その染色プロトコールだと、死細胞の除外を目的としたPI染色は外した方が良いと思いますよ。1%PFAでどのくらい色素排出能が影響されるか、やった事がないので分かりませんが、ひょっとすると、G2/Mの細胞を死細胞として除外する事になっているかもしれません。

また、固定後の細胞表面マーカー染色は、ものによってはあまり信頼できない場合もあるので、非固定と固定後でCD11c/classII染色に差があるかどうかは確認しておいた方が良いように思います。これもやった事がないので分からないのですが、FITC標識2次抗体でAを染めた後、非固定でCD11c/classIIを染めてみるのはだめですかね?

(無題) 削除/引用
No.2939-13 - 2014/04/06 (日) 03:56:52 - OK
U様
コメントいただきありがとうございます。

> フローサイトメトリーでの検出という事は、Aは細胞表面に発現する膜タンパクで、DCでの発現というのは、CD11c陽性細胞におけるAの細胞表面での発現という理解でいいですか?

はい、おっしゃる通りです。

> この場合、他のCreでノックアウトした別の細胞での結果も、同様にフローサイトメトリーでの結果でしょうか?この結果から抗体の特異性を推測するには、同じ実験系である必要があると思います。
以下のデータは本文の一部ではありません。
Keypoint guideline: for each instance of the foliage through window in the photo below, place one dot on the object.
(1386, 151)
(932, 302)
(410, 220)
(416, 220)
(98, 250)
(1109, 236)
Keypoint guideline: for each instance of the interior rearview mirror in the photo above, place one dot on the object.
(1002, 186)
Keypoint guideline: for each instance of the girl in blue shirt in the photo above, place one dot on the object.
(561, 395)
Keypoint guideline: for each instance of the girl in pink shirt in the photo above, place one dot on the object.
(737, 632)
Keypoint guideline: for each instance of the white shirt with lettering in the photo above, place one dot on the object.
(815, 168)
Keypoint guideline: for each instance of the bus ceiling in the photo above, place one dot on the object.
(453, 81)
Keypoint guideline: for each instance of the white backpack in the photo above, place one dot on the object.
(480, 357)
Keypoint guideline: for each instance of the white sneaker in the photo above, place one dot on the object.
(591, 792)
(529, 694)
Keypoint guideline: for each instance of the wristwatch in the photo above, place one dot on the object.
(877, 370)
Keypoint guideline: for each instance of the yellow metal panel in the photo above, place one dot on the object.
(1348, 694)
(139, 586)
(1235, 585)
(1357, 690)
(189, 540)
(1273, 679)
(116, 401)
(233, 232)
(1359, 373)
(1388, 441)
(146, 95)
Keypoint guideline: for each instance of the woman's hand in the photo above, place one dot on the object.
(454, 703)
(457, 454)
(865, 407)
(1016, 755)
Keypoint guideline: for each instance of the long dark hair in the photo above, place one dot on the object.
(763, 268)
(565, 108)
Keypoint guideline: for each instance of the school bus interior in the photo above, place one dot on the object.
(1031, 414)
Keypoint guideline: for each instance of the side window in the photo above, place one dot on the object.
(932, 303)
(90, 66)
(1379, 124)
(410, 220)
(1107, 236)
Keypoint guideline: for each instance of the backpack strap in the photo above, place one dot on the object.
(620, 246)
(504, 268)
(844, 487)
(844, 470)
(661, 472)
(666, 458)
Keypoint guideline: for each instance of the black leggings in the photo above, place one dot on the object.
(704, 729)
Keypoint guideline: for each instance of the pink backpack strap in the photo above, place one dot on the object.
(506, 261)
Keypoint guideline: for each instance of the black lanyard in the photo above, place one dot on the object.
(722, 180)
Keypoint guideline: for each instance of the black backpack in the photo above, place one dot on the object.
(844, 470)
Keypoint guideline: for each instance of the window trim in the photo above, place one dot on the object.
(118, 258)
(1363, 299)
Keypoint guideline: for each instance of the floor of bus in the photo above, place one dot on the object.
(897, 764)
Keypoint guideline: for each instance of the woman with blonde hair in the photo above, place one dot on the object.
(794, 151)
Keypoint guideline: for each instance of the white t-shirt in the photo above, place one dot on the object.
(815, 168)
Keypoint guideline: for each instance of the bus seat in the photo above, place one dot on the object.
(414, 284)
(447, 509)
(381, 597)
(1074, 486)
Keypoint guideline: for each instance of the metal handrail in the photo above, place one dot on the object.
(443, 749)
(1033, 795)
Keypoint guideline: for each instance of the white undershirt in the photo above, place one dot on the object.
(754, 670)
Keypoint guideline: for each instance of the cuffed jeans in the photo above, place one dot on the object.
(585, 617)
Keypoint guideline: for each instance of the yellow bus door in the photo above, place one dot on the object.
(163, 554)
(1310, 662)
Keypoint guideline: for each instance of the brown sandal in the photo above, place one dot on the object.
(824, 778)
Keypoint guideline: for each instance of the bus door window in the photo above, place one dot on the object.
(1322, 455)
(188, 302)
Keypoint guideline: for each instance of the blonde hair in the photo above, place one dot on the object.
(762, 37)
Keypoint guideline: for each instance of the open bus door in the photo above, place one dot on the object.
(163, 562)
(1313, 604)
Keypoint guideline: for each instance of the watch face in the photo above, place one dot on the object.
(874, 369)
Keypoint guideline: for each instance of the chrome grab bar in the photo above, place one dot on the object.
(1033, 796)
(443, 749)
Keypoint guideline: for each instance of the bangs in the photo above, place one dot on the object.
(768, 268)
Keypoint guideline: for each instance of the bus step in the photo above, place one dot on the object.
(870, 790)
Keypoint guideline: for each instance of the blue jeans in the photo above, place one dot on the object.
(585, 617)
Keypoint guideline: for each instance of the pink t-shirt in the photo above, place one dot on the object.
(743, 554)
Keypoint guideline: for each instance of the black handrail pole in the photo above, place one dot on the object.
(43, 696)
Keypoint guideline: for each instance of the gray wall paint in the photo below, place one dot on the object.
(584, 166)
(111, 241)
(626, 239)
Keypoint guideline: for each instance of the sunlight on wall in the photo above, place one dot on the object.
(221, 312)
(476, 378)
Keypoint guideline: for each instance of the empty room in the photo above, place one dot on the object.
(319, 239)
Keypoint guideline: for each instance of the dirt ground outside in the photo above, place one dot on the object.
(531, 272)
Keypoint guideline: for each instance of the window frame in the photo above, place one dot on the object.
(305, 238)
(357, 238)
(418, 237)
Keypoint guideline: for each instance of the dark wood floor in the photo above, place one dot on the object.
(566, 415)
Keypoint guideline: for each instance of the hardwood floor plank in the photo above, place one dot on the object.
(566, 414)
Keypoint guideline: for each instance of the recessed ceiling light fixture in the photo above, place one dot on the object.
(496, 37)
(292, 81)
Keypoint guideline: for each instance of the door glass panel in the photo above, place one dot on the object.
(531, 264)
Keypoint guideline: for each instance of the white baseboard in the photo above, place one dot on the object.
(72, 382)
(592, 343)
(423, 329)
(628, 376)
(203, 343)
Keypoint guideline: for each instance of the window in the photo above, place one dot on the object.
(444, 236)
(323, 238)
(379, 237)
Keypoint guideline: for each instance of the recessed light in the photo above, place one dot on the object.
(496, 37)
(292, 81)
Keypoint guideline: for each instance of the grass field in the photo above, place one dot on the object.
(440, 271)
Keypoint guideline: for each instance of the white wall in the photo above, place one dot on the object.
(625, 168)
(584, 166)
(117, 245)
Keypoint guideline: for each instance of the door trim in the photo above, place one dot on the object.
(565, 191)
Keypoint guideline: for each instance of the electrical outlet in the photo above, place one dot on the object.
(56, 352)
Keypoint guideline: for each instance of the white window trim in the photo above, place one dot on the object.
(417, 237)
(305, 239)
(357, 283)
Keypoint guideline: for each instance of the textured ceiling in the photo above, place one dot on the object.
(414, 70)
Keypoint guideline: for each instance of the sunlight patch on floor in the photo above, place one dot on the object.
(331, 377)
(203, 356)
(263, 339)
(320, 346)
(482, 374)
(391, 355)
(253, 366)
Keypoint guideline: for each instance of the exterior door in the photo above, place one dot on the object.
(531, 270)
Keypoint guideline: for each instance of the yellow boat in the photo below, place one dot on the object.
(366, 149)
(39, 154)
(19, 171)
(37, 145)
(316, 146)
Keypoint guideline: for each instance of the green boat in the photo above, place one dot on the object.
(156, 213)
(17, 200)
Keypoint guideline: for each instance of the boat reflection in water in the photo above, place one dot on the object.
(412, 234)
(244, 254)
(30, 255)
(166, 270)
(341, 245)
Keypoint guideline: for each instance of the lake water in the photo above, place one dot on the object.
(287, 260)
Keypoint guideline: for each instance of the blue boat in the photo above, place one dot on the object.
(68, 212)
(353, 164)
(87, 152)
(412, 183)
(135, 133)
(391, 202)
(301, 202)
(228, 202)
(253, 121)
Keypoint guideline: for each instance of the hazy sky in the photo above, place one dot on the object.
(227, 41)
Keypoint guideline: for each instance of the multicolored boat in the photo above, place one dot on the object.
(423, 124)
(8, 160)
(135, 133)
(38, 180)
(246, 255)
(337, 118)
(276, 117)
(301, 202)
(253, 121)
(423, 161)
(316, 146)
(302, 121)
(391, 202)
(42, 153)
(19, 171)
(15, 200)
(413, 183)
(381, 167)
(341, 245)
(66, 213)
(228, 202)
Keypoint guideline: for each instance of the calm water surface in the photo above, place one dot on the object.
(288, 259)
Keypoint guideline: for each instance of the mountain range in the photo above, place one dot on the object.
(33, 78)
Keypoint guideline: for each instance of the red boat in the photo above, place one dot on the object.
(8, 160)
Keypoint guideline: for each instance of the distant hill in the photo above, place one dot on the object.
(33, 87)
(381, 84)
はい、別の血球系細胞特異的に飛ばし、フローサイトメトリーにて同様に検討しました。

> また、例えばその抗体が、CD11c陽性細胞でのみ発現する他の膜タンパク質(仮にBとします)と交差反応する場合は、Bを発現しない他の細胞のノックアウトでは予想通りに出るけれど、CD11c陽性細胞ではBを検出してしまうため、ノックアウトされてないように見える可能性もありますね。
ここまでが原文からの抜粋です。